Within the last 5 months I have found out my son has a lifelong brain injury, my husband had a sexting relationship with another woman, my husband also betrayed me with his inappropriate relationship with a nanny, my husband filed for divorce via the tabloids, the police questioned my fitness as a mother, I took a new job as a podcaster, and I moved into a new home in California so I can devote family time to all of my kids during Hart’s therapy. Let me reiterate: all of this has happened within the last 150 days.

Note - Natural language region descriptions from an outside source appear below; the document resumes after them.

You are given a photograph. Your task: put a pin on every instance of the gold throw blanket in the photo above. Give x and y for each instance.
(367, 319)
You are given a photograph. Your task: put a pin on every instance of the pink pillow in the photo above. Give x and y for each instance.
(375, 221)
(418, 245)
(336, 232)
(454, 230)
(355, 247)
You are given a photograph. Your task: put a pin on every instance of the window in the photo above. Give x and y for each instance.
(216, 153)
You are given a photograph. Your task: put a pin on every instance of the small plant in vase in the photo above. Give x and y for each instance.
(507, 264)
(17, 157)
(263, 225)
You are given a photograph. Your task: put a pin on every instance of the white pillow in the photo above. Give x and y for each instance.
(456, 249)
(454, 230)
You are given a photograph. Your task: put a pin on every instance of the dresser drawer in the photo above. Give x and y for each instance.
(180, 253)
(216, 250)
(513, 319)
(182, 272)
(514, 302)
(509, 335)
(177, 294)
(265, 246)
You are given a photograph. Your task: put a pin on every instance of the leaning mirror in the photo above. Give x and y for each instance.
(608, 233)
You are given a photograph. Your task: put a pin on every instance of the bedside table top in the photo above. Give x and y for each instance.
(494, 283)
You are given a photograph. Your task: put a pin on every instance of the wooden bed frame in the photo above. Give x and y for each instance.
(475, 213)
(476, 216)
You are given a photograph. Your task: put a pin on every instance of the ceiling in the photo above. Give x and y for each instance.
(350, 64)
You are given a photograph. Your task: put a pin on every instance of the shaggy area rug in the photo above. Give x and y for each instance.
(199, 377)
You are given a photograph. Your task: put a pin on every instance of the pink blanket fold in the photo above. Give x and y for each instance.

ONE HUNDRED AND FIFTY DAYS.
Despite all of this I am doing okay. No wait, I’m actually doing well. I’m living for my kids while trying to balance pushing for a career that I actually NEED for the first time since I got married.
Some days I want to scream (and I usually do), I get a lot of nerve-related pain that I am constantly trying to cure by releasing my emotional trauma (if you haven’t watched “Heal” then you need to, this is basically how I’ve started healing myself since my double cervical spinal herniations were diagnosed via MRI last April after reading a book by Jon Sarno), and my patience is tested by my kids who are adjusting to our new normal at their own pace and presenting as being extremely needy and whiney.
But y’all, I’M SKINNY.
I’ve always been thin.
For the record, I am naturally thin and I’ve always had a healthy relationship with food.
But right now, I am too skinny. I don’t like it. I won’t weigh myself because I’m scared to see what the scale says. When my clothes don’t fit I pretend like they do anyway. But I’m not hungry. I know I should eat but I’m surviving on adrenaline but decaying on stress (did I mention what has happened in the last 150 days? And let’s just really lay it on by being in the thick of the holidays). When I have a free minute I am either trying to work, responding to something that every person in the world deals with (like dusting windowsills or cleaning dishes or calling my mom back or going to Target), or thinking about how I need to eat but I’m not hungry. I’m not hungry.
This is the first time in my life I’ve counted calories and it’s in the opposite way most Americans do so.
I eat breakfast every day. That’s easy. Lunch is hard because it’s an annoyance: a stop in the middle of the day when I’m on a roll. So when I eat lunch I really go for it – all the carbs and all the protein. I don’t snack – never have. Dinner can go either way. The kids are asleep so I have time to eat and I do but usually I’m not very hungry.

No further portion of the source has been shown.